Toen Bach in 1726 de eerste partita onder deze titel uitbracht was hij nog maar pas benoemd tot cantor in Leipzig als opvolger van Johann Kuhnau (1660-1727) (foto). Kuhnau, de componist van de “Musicalische Vorstellung einiger biblischer Historien“, had in 1689 en 1692 zijn Neuer Clavier-Übung Erster Theil en Andrer Theil gepubliceerd. Elk “Theil” bevatte zeven partita’s. Het componeren van klavierstudies kwam in de eerste helft van de 18de eeuw volop op gang. In navolging van Johann Krieger (1651-1735) die zijn “Sechs Musicalische Partien für Klavier” in 1697 en zijn “Anmuthige Clavier-Übung” in 1699 publiceerde, publiceerde Scarlatti in 1738 zijn Essercizi, en Telemann in 1740, zijn Essercizi musicali. Het samenstellen en uitgeven van series klavierwerken kwam in die tijd in de mode. Telemann componeerde in 1728 “Der Getreue Musick-Meister” en in 1733 publiceerde hij zijn “Musique de Table”.
Bachs partita’s verschenen tussen 1726 en 1730. Eerdere versies van de 3de– en 6de partita waren reeds eerder verschenen in het “Notenbüchlein für Anna Magdalena Bach”. In 1726 droeg Bach zijn eerste partita, zijn “geringe musicalische Erstling aus unterthänigster Devotion, die erste Frucht, die meine Saiten bringen”, op aan Emanuel Ludwig, de pasgeboren zoon van zijn gewezen broodheer, Leopold von Anhalt-Köthen. De delen van de partita’s werden naar het model van de Franse suite gecomponeerd. De Franse suite had nl. zijn plaats in de Duitse steden en vorstendommen rond 1700 verworven. De “Ordres” van Louis Couperin waren het voorbeeld voor Johann Jakob Froberger (1616-1667) en Bach zelf nam die volgorde over in zijn Franse suites.
De gebruikelijke, Franse indeling van de klaviersuite bestond uit een reeks gestileerde dansen volgens het patroon allemande-courante-sarabande-gigue, met mogelijke invoeging na de sarabande van een air of een menuet. Bach was weliswaar zo vindingrijk dat hij de dansen afwisselde met modieuze, galante genrestukken als capriccio, burlesca, scherzo, rondeaux, passepied en gavotte. Bachs partita’s waren een mengeling van de Italiaanse en de Franse stijl. Ze gaan niet verder dan driestemmigheid. Driestemmige inventie (praeludium tot de 1ste partita), een soort van perpetuum mobile (Allemande van de 1ste partita), een sarabande zoals men ze bracht in Versailles (Sarabande uit de 1ste partita), menuetten in de stijl van Rameau, of grote virtuositeit (in de Gigue van de 1ste partita). Daarnaast een arioso boven een basso continuo en de combinatie van een ouverture à la Française en een Italiaanse sinfonia, een air afgewisseld met een duo (sarabande uit de 2de partita), rondeaux in de stijl van de Franse klavecinisten, een fantasie als tweestemmige inventie, contrapuntisch en complex van ritme, een gigue als driestemmige fuga. Een praeambulum in geïmproviseerde toccatastijl (5de – en 6de partita), een sarabande uitgewerkt als sonatevorm met twee thema’s, compleet met expositie en modulaties in de doorwerking (sarabande uit de 5de partita), een air met basso continuo als contrapuntische tegenmelodie. Om u maar een idee te geven van hun rijkdom.
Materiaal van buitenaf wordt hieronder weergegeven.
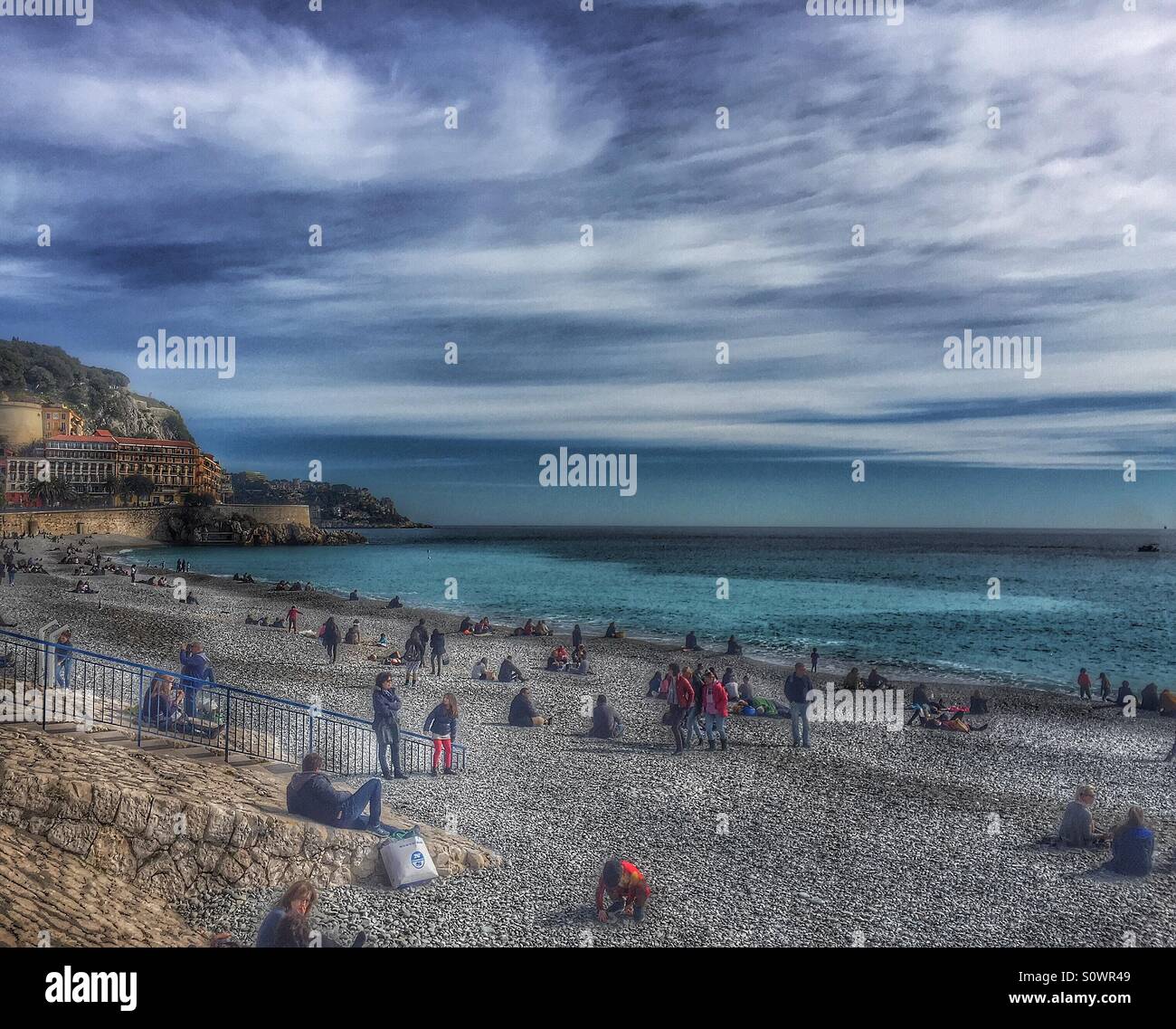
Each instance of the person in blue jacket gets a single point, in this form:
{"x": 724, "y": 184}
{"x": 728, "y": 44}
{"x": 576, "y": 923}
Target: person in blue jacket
{"x": 442, "y": 723}
{"x": 1132, "y": 845}
{"x": 310, "y": 796}
{"x": 194, "y": 664}
{"x": 386, "y": 722}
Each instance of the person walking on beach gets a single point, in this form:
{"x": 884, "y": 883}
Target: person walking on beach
{"x": 330, "y": 640}
{"x": 681, "y": 705}
{"x": 414, "y": 654}
{"x": 1083, "y": 684}
{"x": 442, "y": 723}
{"x": 716, "y": 708}
{"x": 436, "y": 652}
{"x": 796, "y": 688}
{"x": 386, "y": 723}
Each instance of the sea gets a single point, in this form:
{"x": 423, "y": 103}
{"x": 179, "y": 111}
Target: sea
{"x": 1026, "y": 607}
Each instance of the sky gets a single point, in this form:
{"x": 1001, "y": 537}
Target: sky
{"x": 701, "y": 235}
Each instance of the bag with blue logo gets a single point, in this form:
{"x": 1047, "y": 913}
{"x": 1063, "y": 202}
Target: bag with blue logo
{"x": 407, "y": 860}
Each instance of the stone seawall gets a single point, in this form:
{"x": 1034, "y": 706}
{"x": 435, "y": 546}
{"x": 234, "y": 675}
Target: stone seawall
{"x": 176, "y": 827}
{"x": 145, "y": 522}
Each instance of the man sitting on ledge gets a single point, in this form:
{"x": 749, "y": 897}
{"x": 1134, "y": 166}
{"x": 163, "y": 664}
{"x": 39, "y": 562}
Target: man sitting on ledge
{"x": 310, "y": 796}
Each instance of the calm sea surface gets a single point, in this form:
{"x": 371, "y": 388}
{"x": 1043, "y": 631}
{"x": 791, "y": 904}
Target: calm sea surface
{"x": 914, "y": 601}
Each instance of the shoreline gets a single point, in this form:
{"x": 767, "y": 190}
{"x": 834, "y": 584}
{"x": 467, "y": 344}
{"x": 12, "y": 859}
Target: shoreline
{"x": 871, "y": 817}
{"x": 932, "y": 678}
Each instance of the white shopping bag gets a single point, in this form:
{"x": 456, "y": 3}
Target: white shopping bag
{"x": 407, "y": 860}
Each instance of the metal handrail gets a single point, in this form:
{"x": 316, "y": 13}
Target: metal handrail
{"x": 254, "y": 723}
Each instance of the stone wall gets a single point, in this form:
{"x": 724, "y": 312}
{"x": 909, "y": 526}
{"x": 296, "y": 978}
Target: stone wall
{"x": 173, "y": 825}
{"x": 145, "y": 522}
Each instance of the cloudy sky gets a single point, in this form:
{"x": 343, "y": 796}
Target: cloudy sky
{"x": 701, "y": 235}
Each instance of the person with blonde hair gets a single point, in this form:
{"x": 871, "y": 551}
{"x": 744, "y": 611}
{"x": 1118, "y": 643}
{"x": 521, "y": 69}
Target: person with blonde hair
{"x": 1132, "y": 845}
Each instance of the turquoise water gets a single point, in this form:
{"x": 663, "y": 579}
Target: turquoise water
{"x": 909, "y": 600}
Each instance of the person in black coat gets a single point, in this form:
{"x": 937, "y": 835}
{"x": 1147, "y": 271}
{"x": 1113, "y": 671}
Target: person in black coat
{"x": 386, "y": 722}
{"x": 524, "y": 714}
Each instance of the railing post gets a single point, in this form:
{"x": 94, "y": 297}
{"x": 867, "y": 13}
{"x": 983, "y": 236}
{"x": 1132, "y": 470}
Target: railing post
{"x": 139, "y": 719}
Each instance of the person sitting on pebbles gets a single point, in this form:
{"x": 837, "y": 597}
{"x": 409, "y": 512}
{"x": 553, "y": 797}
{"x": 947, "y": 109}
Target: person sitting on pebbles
{"x": 524, "y": 714}
{"x": 623, "y": 884}
{"x": 1077, "y": 828}
{"x": 310, "y": 796}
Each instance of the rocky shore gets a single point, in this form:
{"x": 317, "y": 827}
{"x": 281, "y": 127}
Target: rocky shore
{"x": 873, "y": 837}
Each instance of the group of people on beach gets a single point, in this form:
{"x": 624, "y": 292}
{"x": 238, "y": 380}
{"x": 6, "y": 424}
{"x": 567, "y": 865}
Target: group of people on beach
{"x": 1151, "y": 698}
{"x": 1132, "y": 843}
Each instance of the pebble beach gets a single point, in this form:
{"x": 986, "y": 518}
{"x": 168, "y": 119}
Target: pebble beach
{"x": 870, "y": 839}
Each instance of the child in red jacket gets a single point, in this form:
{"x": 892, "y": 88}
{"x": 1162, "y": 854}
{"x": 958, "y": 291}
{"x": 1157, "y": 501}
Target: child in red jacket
{"x": 624, "y": 886}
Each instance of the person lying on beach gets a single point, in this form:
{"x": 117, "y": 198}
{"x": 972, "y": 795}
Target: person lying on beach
{"x": 624, "y": 887}
{"x": 1132, "y": 845}
{"x": 522, "y": 711}
{"x": 1077, "y": 827}
{"x": 298, "y": 900}
{"x": 310, "y": 796}
{"x": 508, "y": 672}
{"x": 604, "y": 722}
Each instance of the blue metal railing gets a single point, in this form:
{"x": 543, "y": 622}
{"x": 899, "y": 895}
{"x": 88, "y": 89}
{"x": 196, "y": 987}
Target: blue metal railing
{"x": 116, "y": 691}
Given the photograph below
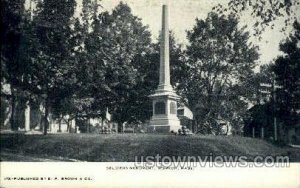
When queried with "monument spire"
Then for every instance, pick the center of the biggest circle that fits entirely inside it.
(164, 68)
(164, 100)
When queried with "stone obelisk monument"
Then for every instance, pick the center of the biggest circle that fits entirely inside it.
(164, 100)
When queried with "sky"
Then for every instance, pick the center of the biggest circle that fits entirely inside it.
(182, 15)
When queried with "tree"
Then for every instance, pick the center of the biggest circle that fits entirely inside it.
(265, 12)
(15, 53)
(287, 74)
(114, 53)
(52, 68)
(219, 58)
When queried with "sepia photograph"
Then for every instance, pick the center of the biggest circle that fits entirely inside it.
(160, 88)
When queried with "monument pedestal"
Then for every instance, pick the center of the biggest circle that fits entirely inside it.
(164, 118)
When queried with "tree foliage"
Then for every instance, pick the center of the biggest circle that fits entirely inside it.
(219, 58)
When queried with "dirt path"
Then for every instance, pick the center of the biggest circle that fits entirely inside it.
(10, 156)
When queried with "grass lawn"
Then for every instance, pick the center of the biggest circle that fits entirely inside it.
(124, 147)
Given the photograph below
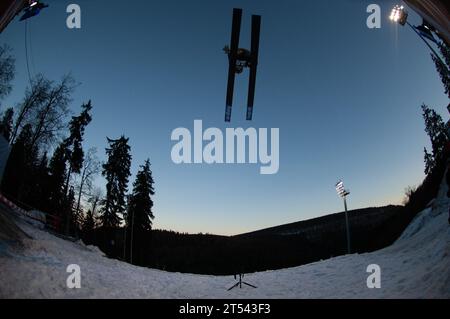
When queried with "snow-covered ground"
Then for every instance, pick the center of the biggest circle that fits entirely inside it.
(416, 266)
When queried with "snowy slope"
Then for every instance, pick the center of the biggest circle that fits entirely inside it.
(416, 266)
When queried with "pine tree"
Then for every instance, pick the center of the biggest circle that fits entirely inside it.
(140, 215)
(116, 171)
(57, 171)
(7, 70)
(88, 222)
(6, 124)
(20, 165)
(75, 154)
(436, 130)
(443, 67)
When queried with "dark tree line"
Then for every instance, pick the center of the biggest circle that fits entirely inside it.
(60, 182)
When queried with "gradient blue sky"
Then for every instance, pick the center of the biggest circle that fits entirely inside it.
(345, 98)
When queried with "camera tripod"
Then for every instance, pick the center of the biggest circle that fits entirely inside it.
(240, 282)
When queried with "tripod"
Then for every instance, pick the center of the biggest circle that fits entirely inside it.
(240, 282)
Bach partita’s hielden het midden tussen “Gebrauchsmusik” en “Unterhaltungsmusik”. Zijn partita’s vormden daarvan zijn compendium, de “Verdichtung” en “Vergeisterung” van de Klavierkunst. “Gespräche der Musik mit sich selbst”, experimenteel en humoristisch. Sarabanden werden bij Bach muzikale meditaties. Genrestukken kregen een contrapuntische spiritualiteit en werden ironische gesprekken met de traditie.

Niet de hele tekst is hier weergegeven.